My girlfriend gave me a list of 50 questions the other day and I read them over for a good laugh. The list is called “Questions that haunt me” and it is a series of queries about silly questions you can’t really answer.
Defying the absurd, I set out to answer a few of these zingers. Here are my findings:
• “ Why is it people say they ‘slept like a baby’ when babies are up like every two hours?” Good question. I know from my own experience my daughter would stay up all night. When I’d rock her back to sleep I’d fall asleep myself and wake back up in the chair to look down and see her still wide awake, staring at me. I think “slept like a baby” pertains to a baby who’s been given Benadryl and has been essentially knocked out for the night.
• “ Why does Goofy stand while Pluto remains on all fours? They are both dogs.” True, and this might be a valid question if it didn’t deal with a cartoon. A cartoon, I might add, created by a company that also features a talking mouse and duck wearing a sailor outfit.
• “ Why do toasters always have a setting that burns the toast to a horrible crisp which no decent human being would eat?” I’m sure there are plenty of “decent” humans who would eat burnt toast if they were hungry enough. I’m pretty sure, though, this setting was created just to tick people off.
• “ Why do banks charge a fee on ‘insufficient funds’ when they know there’s not enough money?” Because that way you can overdraw your account and the bank can slap you with even more fees until you finally discover you’re overdrawn and are carrying multiple fees which you now have to pay. One of the many reasons I no longer use banks.

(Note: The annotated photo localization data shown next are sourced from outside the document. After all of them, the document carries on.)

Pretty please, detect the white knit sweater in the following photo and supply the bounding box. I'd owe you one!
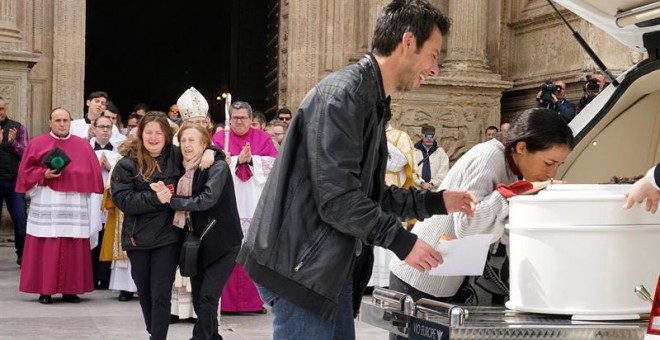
[390,139,518,297]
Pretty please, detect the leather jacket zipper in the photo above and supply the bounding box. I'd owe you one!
[129,218,138,246]
[294,227,332,272]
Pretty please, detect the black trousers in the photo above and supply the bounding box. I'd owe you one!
[91,227,111,287]
[190,246,240,340]
[127,242,181,340]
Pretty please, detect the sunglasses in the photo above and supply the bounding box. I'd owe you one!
[424,134,435,138]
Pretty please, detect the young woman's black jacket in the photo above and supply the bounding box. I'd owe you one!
[169,156,243,268]
[111,145,184,251]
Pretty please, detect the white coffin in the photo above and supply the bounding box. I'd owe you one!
[506,184,660,320]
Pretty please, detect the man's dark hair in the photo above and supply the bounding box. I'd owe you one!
[486,125,499,133]
[127,112,140,121]
[105,100,119,114]
[87,91,108,101]
[133,102,149,112]
[277,107,292,117]
[253,110,267,125]
[372,0,451,57]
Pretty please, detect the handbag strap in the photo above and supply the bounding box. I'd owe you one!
[185,213,193,232]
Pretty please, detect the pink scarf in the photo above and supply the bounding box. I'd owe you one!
[172,152,202,228]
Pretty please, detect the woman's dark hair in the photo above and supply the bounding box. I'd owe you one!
[372,0,451,57]
[505,108,574,156]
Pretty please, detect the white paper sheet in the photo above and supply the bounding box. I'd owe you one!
[428,234,493,276]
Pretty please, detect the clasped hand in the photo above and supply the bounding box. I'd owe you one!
[149,181,172,204]
[238,143,252,164]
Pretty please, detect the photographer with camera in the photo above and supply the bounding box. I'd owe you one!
[536,79,576,123]
[576,73,606,114]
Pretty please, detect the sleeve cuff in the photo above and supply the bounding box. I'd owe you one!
[388,228,418,260]
[424,190,447,215]
[646,166,660,190]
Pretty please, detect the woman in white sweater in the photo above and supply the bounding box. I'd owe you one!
[389,108,574,310]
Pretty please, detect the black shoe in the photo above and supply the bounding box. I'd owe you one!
[62,294,80,303]
[95,281,109,290]
[16,256,21,266]
[38,295,52,304]
[117,291,134,302]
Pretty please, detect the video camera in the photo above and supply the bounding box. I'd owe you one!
[585,75,601,97]
[540,80,562,102]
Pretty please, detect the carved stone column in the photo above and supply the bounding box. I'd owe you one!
[52,0,85,116]
[0,0,21,42]
[0,0,39,131]
[285,0,364,109]
[443,0,494,76]
[285,1,322,110]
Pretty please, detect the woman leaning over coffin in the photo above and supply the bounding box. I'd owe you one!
[150,122,242,340]
[389,108,575,317]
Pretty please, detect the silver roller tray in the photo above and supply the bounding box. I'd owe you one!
[360,288,649,340]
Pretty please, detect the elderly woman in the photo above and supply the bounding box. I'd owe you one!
[111,112,215,340]
[150,122,242,340]
[389,109,574,322]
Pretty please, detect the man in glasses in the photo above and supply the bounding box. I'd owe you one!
[276,107,292,126]
[413,124,449,192]
[211,100,277,314]
[89,115,122,291]
[535,79,576,123]
[167,104,182,126]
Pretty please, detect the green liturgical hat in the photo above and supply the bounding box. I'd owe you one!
[42,147,71,174]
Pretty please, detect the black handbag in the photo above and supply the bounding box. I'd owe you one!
[179,216,216,277]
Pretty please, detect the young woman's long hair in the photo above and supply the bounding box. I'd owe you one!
[119,111,174,181]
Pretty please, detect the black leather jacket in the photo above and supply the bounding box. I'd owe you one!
[169,157,242,269]
[238,54,447,322]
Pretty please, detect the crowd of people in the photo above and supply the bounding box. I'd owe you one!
[2,1,658,340]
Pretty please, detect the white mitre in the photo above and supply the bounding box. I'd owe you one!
[177,87,209,121]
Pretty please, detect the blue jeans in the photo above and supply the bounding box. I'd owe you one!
[257,279,356,340]
[0,180,26,257]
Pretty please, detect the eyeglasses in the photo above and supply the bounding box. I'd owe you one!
[231,116,250,121]
[279,117,291,121]
[95,125,113,130]
[424,134,435,139]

• “ Why did kamikaze pilots wear helmets?” My guess is so they wouldn’t bang their head in combat and be unable to complete their mission. Or if they were shot down before reaching their target they had a chance to eject and be saved so they could kill themselves another day.
• “If people evolved from apes, why are there still apes?”
Those were the apes that didn’t get the memo.
• “ Why do they use sterilized needles for death by lethal injection?” because some inmate on deathrow would complain it’s cruel and unusual punishment to use a dirty needle and the ACLU would take their case to the supreme court.
• “If a bull is color-blind, why would it attack red?” I think it has more to do with the annoying guy in shiny tights waving the red cape in his face. Or maybe the fact that very same guy just stabbed him with a sword.
• “Can you cry under water?” If you’re about to get eaten by a shark, I suppose its possible.
• “How is it we put a man on the moon before we figured out it would be a good idea to put wheels on luggage?” Because prior to 1969 people weren’t as lazy as they are now and didn’t require wheels to carry their luggage around on.
That’s all the wisdom I can impart on these questions for now, but I’ll share more some other time.